What is your favorite place to holiday in Nigeria and abroad?
In Nigeria, I like to go to Ibadan. It is very peaceful. Maybe it is the feeling of coming back home. Abroad, I like Houston.
Sport: football or boxing?
I like football. I support FC Barcelona.
What would you consider the best use of money?
Education, Sharing the Good news. Economic Empowerment
Who is the one person you would most like to holiday with?
It would be an American called Robert King. Robert and Dorothy King are both Stanford alumni. They gave $150 million as seed money to start Stanford Seed to help stop the cycle of poverty. I would like to tap from his fountain of knowledge.
Are you a coffee person or a tea person?
I am a tea person.
If you were to run into President Muhammadu Buhari in a hotel or at the airport, what single thing would you ask him for Nigeria and for your sector?
For Nigeria, I would like him to invest more in coordinating between the Presidency, Ministers and MDA. Policy formulation should be subject to rigorous discourse to articulate better decision that will spur investment for job creation, economic and wealth creation instead of the present situation where the appointees are working in silos
I would ask the President to do all it takes to encourage the National Assembly to pass the Petroleum Industry Bill [PIB]- this will really spur investment.
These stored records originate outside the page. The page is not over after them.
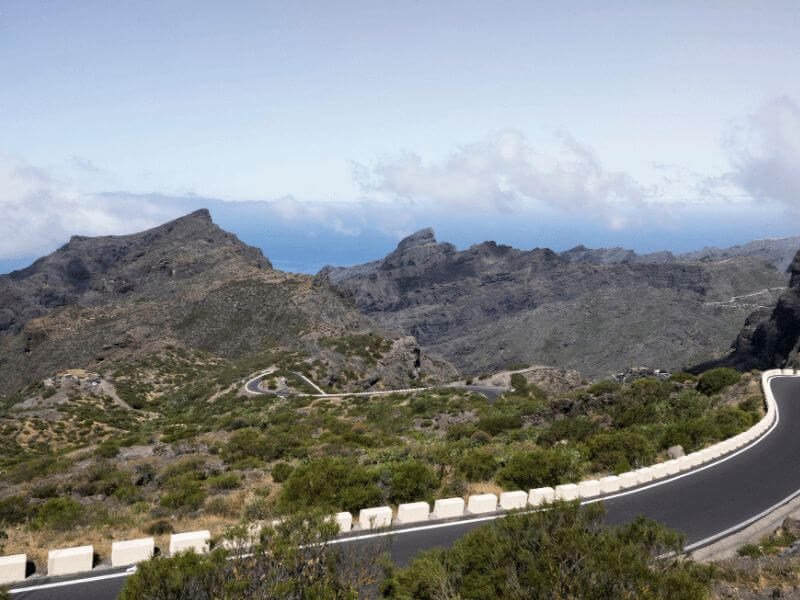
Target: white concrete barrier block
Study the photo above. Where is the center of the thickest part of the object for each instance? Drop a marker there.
(482, 503)
(513, 500)
(129, 552)
(68, 561)
(589, 488)
(659, 471)
(567, 491)
(344, 520)
(375, 518)
(448, 508)
(644, 475)
(695, 459)
(12, 568)
(196, 541)
(610, 484)
(539, 496)
(413, 512)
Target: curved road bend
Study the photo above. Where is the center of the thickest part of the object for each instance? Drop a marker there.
(703, 503)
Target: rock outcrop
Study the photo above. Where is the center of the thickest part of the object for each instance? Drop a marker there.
(492, 306)
(771, 338)
(185, 283)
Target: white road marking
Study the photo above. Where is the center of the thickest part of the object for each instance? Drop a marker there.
(495, 516)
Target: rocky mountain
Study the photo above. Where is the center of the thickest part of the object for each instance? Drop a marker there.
(492, 306)
(778, 252)
(186, 283)
(771, 336)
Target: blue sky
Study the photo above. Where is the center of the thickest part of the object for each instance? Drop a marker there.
(323, 132)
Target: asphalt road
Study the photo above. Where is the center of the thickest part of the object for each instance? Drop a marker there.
(716, 498)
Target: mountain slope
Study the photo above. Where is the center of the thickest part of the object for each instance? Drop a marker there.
(491, 306)
(778, 252)
(185, 283)
(771, 337)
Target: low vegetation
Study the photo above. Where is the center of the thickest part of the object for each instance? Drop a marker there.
(564, 552)
(197, 455)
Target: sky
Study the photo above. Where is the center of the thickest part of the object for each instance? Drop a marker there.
(325, 132)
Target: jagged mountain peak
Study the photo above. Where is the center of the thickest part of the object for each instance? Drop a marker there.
(423, 237)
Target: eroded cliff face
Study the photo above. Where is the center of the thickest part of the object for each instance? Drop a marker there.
(492, 306)
(770, 338)
(186, 283)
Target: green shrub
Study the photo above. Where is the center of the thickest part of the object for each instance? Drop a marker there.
(159, 527)
(541, 467)
(682, 377)
(752, 404)
(13, 510)
(714, 381)
(108, 449)
(281, 471)
(224, 481)
(571, 428)
(477, 465)
(411, 481)
(564, 552)
(187, 495)
(519, 383)
(37, 467)
(497, 423)
(58, 514)
(45, 491)
(601, 388)
(330, 483)
(460, 431)
(620, 451)
(751, 550)
(249, 443)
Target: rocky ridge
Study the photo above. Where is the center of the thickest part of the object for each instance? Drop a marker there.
(491, 306)
(770, 337)
(186, 283)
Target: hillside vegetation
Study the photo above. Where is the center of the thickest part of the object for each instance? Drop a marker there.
(171, 443)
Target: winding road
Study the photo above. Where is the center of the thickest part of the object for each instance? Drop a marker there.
(710, 502)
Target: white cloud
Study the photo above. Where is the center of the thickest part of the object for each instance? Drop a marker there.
(764, 151)
(505, 173)
(39, 212)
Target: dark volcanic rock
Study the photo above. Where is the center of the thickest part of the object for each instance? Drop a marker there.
(770, 339)
(186, 283)
(491, 305)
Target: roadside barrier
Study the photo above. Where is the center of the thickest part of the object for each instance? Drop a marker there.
(69, 561)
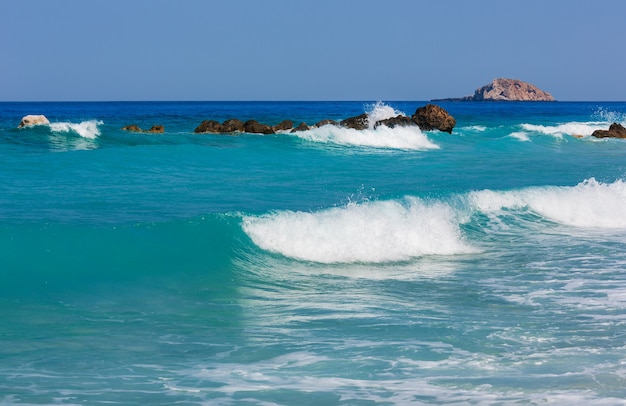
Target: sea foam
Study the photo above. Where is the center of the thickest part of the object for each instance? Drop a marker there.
(590, 204)
(571, 129)
(403, 138)
(86, 129)
(372, 232)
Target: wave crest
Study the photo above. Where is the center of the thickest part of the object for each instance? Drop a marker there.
(590, 204)
(404, 138)
(86, 129)
(372, 232)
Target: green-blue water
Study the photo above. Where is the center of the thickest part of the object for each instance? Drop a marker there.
(327, 267)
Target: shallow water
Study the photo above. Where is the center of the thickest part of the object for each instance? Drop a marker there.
(325, 267)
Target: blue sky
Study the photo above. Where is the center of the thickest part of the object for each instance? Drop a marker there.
(314, 50)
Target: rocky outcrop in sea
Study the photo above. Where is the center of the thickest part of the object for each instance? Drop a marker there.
(427, 118)
(503, 89)
(616, 130)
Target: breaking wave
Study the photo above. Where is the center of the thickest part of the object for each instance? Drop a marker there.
(590, 204)
(374, 232)
(567, 129)
(402, 138)
(408, 228)
(86, 129)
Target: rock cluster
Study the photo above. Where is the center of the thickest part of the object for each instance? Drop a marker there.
(157, 129)
(31, 120)
(427, 118)
(615, 131)
(503, 89)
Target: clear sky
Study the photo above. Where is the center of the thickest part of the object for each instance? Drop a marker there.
(308, 50)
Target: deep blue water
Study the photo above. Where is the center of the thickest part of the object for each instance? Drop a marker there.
(326, 267)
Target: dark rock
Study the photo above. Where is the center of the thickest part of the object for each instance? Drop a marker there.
(326, 122)
(158, 129)
(133, 128)
(397, 121)
(615, 131)
(209, 126)
(301, 127)
(358, 123)
(284, 125)
(232, 125)
(136, 129)
(431, 117)
(503, 89)
(253, 126)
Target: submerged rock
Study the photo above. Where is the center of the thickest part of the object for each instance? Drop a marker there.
(615, 131)
(32, 119)
(431, 117)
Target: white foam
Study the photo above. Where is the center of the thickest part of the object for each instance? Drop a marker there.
(610, 116)
(570, 129)
(404, 138)
(590, 204)
(381, 111)
(86, 129)
(520, 135)
(373, 232)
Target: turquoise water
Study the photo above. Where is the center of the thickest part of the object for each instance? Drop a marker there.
(328, 267)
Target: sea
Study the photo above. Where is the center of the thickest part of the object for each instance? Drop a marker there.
(387, 266)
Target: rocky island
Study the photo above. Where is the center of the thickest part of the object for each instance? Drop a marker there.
(503, 89)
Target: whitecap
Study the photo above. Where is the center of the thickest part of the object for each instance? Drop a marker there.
(520, 135)
(590, 204)
(583, 129)
(372, 232)
(403, 138)
(86, 129)
(381, 111)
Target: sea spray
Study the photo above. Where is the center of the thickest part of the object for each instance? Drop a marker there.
(401, 138)
(85, 129)
(590, 204)
(565, 129)
(379, 231)
(380, 111)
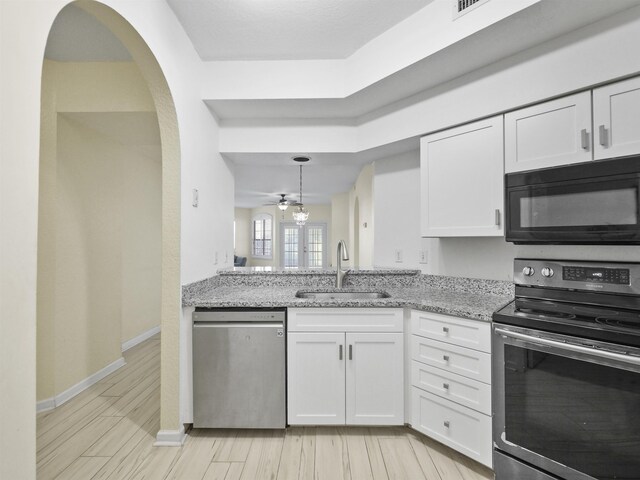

What do you think is the best development model for Nigeria?
The Singaporean model is fantastic. But it is for a more mono-cultural society. Singaporeans are basically Chinese with a little bit of Malaysians. The best that can work for us are policies that can harmonise our heterogenous peculiarity. Professor Attahiru Jega proposed some things in a recent interview in terms of what suits our situation better. We are trying to operate a federal system that has three tiers of government, most federal systems have two. We need to develop what suits us and not just copy.